A questo punto, non resta che il passaggio in Cassazione,
il più celere. Dato che la durata massima della custodia cautelare è di
sei anni e i boss furono arrestati nel giugno 2010, il calcolo è
semplice. La corte d’appello avrebbe dovuto depositare le motivazioni
entro 90 giorni (quindi entro fine ottobre 2015), poi gli avvocati
avrebbero avuto 45 giorni per presentare il ricorso in Cassazione. Ai
supremi giudici sarebbero rimasti sei mesi, fino alla scadenza del
termine della carcerazione preventiva, per chiudere il processo con la
sentenza definitiva. Un tempo più che sufficiente: in Cassazione è
prassi anticipare i processi per i quali sta maturando la prescrizione
(fu così per il caso Berlusconi, frode fiscale, nell’agosto 2013) o
stanno per scadere i termini di carcerazione degli imputati.
Liberi tutti
Invece
in questo caso i termini sono scaduti la scorsa settimana senza che la
Cassazione abbia nemmeno ricevuto le carte del processo, ancora ferme
nella corte d’assise di Reggio Calabria perché il giudice Stefania Di
Rienzo non ha ancora depositato le motivazioni della sentenza. Scaduto
il primo termine di 90 giorni, aveva chiesto una proroga: altri tre
mesi. Spirati invano. Di mesi ne sono trascorsi undici e delle
motivazioni non c’è traccia.
E così tre imputati, a dispetto della
doppia condanna per associazione mafiosa, nei giorni scorsi sono usciti
dal carcere. Altri dieci erano tornati liberi precedentemente, sempre
per scadenza dei termini della custodia cautelare. Il danno processuale è
enorme, quello sociale maggiore. Il ritorno alla libertà degli
’ndranghetisti ne rafforza il potere e scoraggia chiunque (sia dentro
che fuori dal sodalizio criminale) dalla collaborazione con la
giustizia.
Non è un caso isolato. In questi giorni si celebra a
Catanzaro l’appello del processo Revenge, con sette imputati di mafia.

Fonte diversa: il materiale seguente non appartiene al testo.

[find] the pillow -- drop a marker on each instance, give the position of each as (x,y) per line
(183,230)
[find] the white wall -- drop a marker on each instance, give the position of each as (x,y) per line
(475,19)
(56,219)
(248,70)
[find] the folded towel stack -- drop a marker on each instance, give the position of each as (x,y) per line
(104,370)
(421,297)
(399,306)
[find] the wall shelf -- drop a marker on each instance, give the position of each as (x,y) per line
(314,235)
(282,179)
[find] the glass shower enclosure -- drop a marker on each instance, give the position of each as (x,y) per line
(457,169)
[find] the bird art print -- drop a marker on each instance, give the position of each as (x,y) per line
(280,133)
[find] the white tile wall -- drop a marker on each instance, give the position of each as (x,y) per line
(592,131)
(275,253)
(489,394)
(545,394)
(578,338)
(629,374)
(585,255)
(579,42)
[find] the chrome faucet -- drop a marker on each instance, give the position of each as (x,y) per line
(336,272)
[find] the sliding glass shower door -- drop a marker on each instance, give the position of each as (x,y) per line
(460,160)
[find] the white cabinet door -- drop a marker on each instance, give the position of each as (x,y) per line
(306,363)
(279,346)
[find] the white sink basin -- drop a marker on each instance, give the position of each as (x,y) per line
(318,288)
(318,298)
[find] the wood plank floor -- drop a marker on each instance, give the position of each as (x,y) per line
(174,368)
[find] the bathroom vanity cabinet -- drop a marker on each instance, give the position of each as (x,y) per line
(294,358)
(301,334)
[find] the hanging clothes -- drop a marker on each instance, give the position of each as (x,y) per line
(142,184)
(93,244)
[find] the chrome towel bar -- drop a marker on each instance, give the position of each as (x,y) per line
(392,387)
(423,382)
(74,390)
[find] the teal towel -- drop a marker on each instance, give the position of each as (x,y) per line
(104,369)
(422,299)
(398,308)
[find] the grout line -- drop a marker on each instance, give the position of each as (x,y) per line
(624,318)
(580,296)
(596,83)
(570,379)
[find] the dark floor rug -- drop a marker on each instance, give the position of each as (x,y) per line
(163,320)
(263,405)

Peccato che sarebbe dovuto partire nel 2011, ma sono stati necessari
cinque anni per formare un collegio di giudici. E sei anni non sono
bastati ad arrivare a sentenza nel processo ai caporali di Rosarno.
Il panorama
Fotografie
di una resa giudiziaria nella regione con il record di Comuni
commissariati per infiltrazioni mafiose e in cui, recita l’ultima
relazione della Direzione investigativa antimafia (Dia), la ’ndrangheta
opera un «atavico, asfissiante strangolamento del territorio» e
rappresenta «un pesante fattore frenante per lo sviluppo economico e
sociale» grazie alla capacità di «fare sistema» attraendo «nella propria
sfera di influenza soggetti legati al mondo dell’imprenditoria, della
politica, dell’economia e delle istituzioni».
Non ce n’è abbastanza perché Csm e commissione antimafia se ne occupino?